At its annual convention over the Fourth of July weekend, the
National Education Association flung down the gauntlet in its war
against school competition, a.k.a. school choice. Meeting at McCormick
Place in Chicago, the delegates voted to impose a $5 a year increase in
each member's dues in order to raise $6 million to combat vouchers and
related ballot initiatives.
The NEA delegates approved numerous resolutions and a legislative
lobbying program to back up this very political decision. In
Resolution A-29, the NEA declares that it "opposes all attempts to
establish and/or implement" voucher plans or tuition tax credits
because they "undermine public education" and "reduce the support
needed to adequately fund public education."
The NEA knows how to sling the semantics. Resolution A-27
describes all the following as "Deleterious Programs" that must be
eliminated: "privatization, performance contracting, tax credits for
tuition to private and parochial schools, voucher plans (or funding
formulas that have the same effect as vouchers), planned program
budgeting systems (PPBS), and evaluations by private, profit-making
groups."
The NEA gives us a case study in how a monopoly freezes out its
competition. NEA Resolution A-10 states that "closed public school
buildings should be sold or leased only to those organizations that do
not provide direct educational services to students and/or are not in
direct competition with public schools."
The NEA is also trying to restrict competition by having NEA
bureaucrats impose regulations on private schools. Resolution A-2
states that "all schools must be accredited under uniform standards
established by the appropriate agencies in collaboration with the NEA
and its affiliates."
Of course, the reason parents remove their children from free
government schools and take on the burden of paying for private
schooling is to get out from under the phony "standards" set by
"appropriate" union-controlled government agencies.

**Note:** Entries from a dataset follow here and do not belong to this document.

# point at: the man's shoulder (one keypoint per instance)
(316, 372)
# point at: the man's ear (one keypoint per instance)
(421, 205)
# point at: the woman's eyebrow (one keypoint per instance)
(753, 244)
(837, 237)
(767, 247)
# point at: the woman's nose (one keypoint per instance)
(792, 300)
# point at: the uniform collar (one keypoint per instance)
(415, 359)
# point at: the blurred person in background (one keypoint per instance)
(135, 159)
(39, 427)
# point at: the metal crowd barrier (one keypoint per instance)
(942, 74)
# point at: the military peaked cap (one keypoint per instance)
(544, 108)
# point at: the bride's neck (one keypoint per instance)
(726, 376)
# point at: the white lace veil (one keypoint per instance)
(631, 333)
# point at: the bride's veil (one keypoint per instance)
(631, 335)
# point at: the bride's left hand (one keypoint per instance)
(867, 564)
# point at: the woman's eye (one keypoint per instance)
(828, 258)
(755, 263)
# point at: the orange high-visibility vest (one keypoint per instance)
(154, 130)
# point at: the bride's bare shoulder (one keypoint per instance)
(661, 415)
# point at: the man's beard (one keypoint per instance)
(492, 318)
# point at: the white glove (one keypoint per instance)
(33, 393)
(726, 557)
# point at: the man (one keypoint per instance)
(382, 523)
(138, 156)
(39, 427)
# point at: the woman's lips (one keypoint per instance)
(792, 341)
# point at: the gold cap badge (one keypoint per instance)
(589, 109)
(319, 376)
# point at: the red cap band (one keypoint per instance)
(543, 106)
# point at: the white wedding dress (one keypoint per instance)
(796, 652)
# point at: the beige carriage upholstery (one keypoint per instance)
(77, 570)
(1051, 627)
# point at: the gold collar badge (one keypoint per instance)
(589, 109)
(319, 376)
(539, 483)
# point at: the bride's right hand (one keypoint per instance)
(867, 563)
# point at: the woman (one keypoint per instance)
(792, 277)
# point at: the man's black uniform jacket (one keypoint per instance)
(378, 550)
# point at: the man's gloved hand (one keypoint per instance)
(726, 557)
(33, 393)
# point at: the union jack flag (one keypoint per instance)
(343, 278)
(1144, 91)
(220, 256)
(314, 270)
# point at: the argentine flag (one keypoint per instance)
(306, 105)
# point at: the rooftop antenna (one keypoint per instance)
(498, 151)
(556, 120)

The NEA feels particularly threatened by homeschooling, possibly
because of the way homeschoolers have outperformed public school
students on national tests. The long tentacles of the public school
monopoly are trying to erect barriers to keep homeschool competition
excluded from the market.
Resolution B-67 seeks regulations to forbid parents from teaching
their children unless they are "licensed by the appropriate state
education licensure agency" and use "a curriculum approved by the state
department of education." The NEA even wants to forbid homeschooled
students from participating in any extra-curricular activities in the
public schools and wants to give the public schools sole authority to
determine credits earned toward graduation for students entering or re-
entering public schools.
The NEA fully realizes the importance of capturing its customers
at the youngest age possible. Resolution B-1 demands "mandatory
Kindergarten with compulsory attendance."
Resolution B-1 also states that "The National Education
Association supports early childhood education programs in the public
schools for children from birth through age eight." That's not a
misprint; it does say "from birth."
The NEA's monopoly extends not merely to funding and "customers"
but also to curriculum. The NEA wants no interference from parents
when it comes to teaching children about sex.
Resolution B-38 states that the NEA believes "it is the right of
every individual to live in an environment of freely available
information and knowledge about sexuality." The information, which the
NEA demands be "freely available" to every child at every age, is
specified to include birth control, "family planning," diversity of
sexual orientation, incest, and sexual harassment.
NEA resolutions endorse a wide range of leftwing policies. New
Business Item B requires NEA members to distribute "a petition calling
for meaningful gun control, specifically licensure, registration,
bullet imprinting, child safety locks, mandatory background checks
including waiting periods."
New Business Item 21 endorses another petition campaign demanding
that the University of California Regents reverse the ban on
affirmative action in the UC system.
In an effort to help the Democrats take back the House, the NEA
decided to spend most of its NEA-PAC money, estimated to be $8 million,
on 25 hotly contested congressional races. It's no surprise that 89
percent of the NEA delegates endorsed Al Gore for president.